What you will wish to do is to find a way to pay back tax debt without incurring such penalties to begin with. To do so, it is important to take prompt action and not ignore your situation.
What actions can you take?
Regardless of your ability to pay, it is important that you do file your returns. The most you will accomplish by failing to pay your taxes is to incur monthly fees that will make your circumstances worse.
Also remember that putting off filing your returns could mean you will eventually face criminal charges. The IRS wants you to at least acknowledge that you made income. Filing your returns will suggest to them that you are dealing with your circumstances.
It is often possible to file for an extension. But even by filing for an extension, paying as much as you can of your estimated taxes could lessen the penalties and interest that you pay.
Consider the payment plan options that are available for you.
Payment options may be available for those unable to make their payments within 120 days. A payment plan may make your tax obligations more manageable.
Some possible options include: (1) Putting in place an installment agreement with the IRS; (2) demonstrate a need for a delay payment plan due to your inability to pay for basic necessities; or (3) attempt to settle your tax debt for less than owed through an offer in compromise.
One problem with an installment agreement is that penalties and interest may continue while you are making your payments. And if you delay payment, you will still owe the IRS money and that tax debt will not go away.
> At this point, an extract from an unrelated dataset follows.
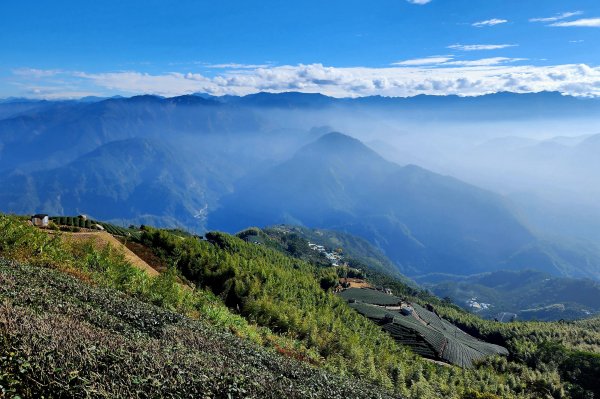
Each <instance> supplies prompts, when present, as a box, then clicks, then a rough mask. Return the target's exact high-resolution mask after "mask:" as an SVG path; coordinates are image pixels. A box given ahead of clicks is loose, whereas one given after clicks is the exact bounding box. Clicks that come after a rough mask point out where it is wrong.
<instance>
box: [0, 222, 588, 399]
mask: <svg viewBox="0 0 600 399" xmlns="http://www.w3.org/2000/svg"><path fill="white" fill-rule="evenodd" d="M141 244H143V245H145V246H147V247H148V248H150V249H152V250H153V251H154V252H155V254H157V256H160V257H161V258H162V259H163V261H164V262H165V263H166V264H168V265H171V267H170V268H169V270H168V271H167V272H165V273H163V274H161V275H160V276H158V277H149V276H148V275H146V274H145V273H143V272H141V271H140V270H138V269H135V268H134V267H132V266H131V265H129V264H128V263H127V262H125V261H124V259H123V257H122V256H121V255H120V254H117V253H114V251H111V250H110V249H106V250H103V251H98V250H95V249H94V248H93V246H90V245H85V243H80V244H77V245H76V244H69V245H67V244H65V243H64V242H63V241H62V240H61V239H60V237H57V236H50V235H48V234H46V233H44V232H41V231H40V230H38V229H35V228H33V227H30V226H27V225H26V224H25V223H23V222H22V221H21V220H18V219H16V218H14V217H6V216H1V217H0V256H1V257H3V258H5V259H13V260H15V261H18V262H19V263H14V262H13V263H11V262H8V263H7V262H3V263H2V266H0V275H1V276H2V277H1V278H2V282H3V284H1V285H0V287H2V288H1V289H0V303H1V304H2V305H1V306H2V315H1V316H0V334H1V338H0V361H2V362H4V364H3V367H2V368H1V370H2V374H0V386H1V387H2V388H1V389H2V390H3V392H4V395H5V396H9V397H11V396H13V395H20V396H21V397H40V396H42V395H45V396H46V397H60V396H61V392H62V393H66V392H69V393H70V392H80V393H81V395H79V396H86V395H88V396H96V397H102V396H104V397H110V396H115V395H114V393H115V392H119V393H118V394H117V396H119V395H121V396H129V397H136V396H137V397H148V396H154V397H158V396H163V397H164V396H167V397H169V396H170V397H181V396H198V395H197V393H199V392H203V393H204V394H206V395H212V396H214V397H228V396H229V397H387V396H396V397H397V396H400V397H406V398H435V397H440V398H441V397H444V398H495V397H498V398H499V397H502V398H517V397H523V398H540V397H590V396H589V395H590V394H591V392H593V391H594V390H595V391H596V393H597V387H595V385H593V383H595V376H597V375H598V370H599V369H598V356H597V355H594V354H592V352H596V353H598V352H599V350H598V349H599V343H600V333H599V331H600V327H599V324H600V323H598V322H597V321H586V322H585V324H583V323H582V324H579V323H576V324H557V323H531V324H530V323H517V324H511V325H499V324H497V323H492V322H485V321H482V320H481V319H478V318H477V317H475V316H473V315H469V314H466V313H465V312H463V311H461V310H459V309H456V308H453V307H452V306H443V305H442V304H441V302H440V304H439V309H438V312H440V314H443V315H444V317H445V318H447V319H448V320H451V321H454V322H456V323H459V325H460V326H461V327H463V328H464V329H466V330H467V331H468V332H469V333H471V334H473V335H475V336H477V337H479V338H482V339H486V340H488V341H491V342H493V343H495V344H500V345H502V344H504V345H505V346H506V347H507V348H508V349H509V351H511V356H510V357H509V358H508V359H507V358H503V357H497V358H496V357H492V358H489V359H487V360H484V361H482V362H480V363H477V364H476V365H475V367H474V368H472V369H461V368H458V367H452V366H440V365H437V364H432V363H429V362H426V361H425V360H422V359H421V358H420V357H418V356H417V355H415V354H413V353H412V352H410V351H409V350H408V349H407V348H405V347H403V346H401V345H399V344H398V343H396V342H395V341H394V340H393V339H392V337H391V336H389V335H388V334H387V333H385V332H384V331H382V330H381V329H380V328H379V327H378V326H377V325H376V324H375V323H373V322H371V321H370V320H368V319H366V318H364V317H363V316H361V315H359V314H358V313H356V312H355V311H354V310H353V309H351V308H349V307H348V306H347V304H346V303H345V301H343V300H342V299H341V298H338V297H336V296H335V295H334V294H333V293H332V292H331V290H330V288H331V287H332V286H333V284H334V283H335V281H336V279H337V274H336V270H335V269H334V268H330V267H319V266H316V265H313V264H310V263H307V262H304V261H302V260H300V259H296V258H292V257H289V256H287V255H285V254H283V253H281V252H278V251H276V250H273V249H270V248H266V247H265V246H262V245H256V244H252V243H247V242H245V241H243V240H241V239H239V238H236V237H233V236H230V235H227V234H224V233H210V234H207V235H206V239H204V240H201V239H199V238H197V237H194V236H185V235H182V234H177V233H176V232H175V233H172V232H168V231H165V230H157V229H152V228H146V229H144V231H143V233H142V235H141ZM25 264H27V265H25ZM173 266H175V267H173ZM66 274H68V275H70V276H68V275H66ZM186 281H189V282H191V283H193V285H194V287H193V288H192V287H190V286H187V285H186V284H183V283H185V282H186ZM90 284H91V285H90ZM436 306H437V304H436ZM14 321H17V322H16V324H15V322H14ZM54 326H56V328H54ZM60 326H62V327H60ZM50 327H52V328H50ZM231 333H233V335H232V334H231ZM44 348H48V350H45V349H44ZM201 353H206V354H205V355H201ZM202 356H205V357H202ZM108 376H112V377H110V378H108ZM370 384H375V386H371V385H370ZM211 393H212V394H211ZM64 395H66V394H62V396H64Z"/></svg>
Instituting an offer in compromise allows for a certain amount of tax relief. However, it is not a given that you will qualify for such tax relief. The IRS will wish for you to prove that you face some sort of financial hardship by payment of the entire tax debt.
Having a knowledgeable tax attorney review your options with you before contacting the IRS can prove extremely useful. That way you can understand the ramifications of each particular option before committing to any particular one.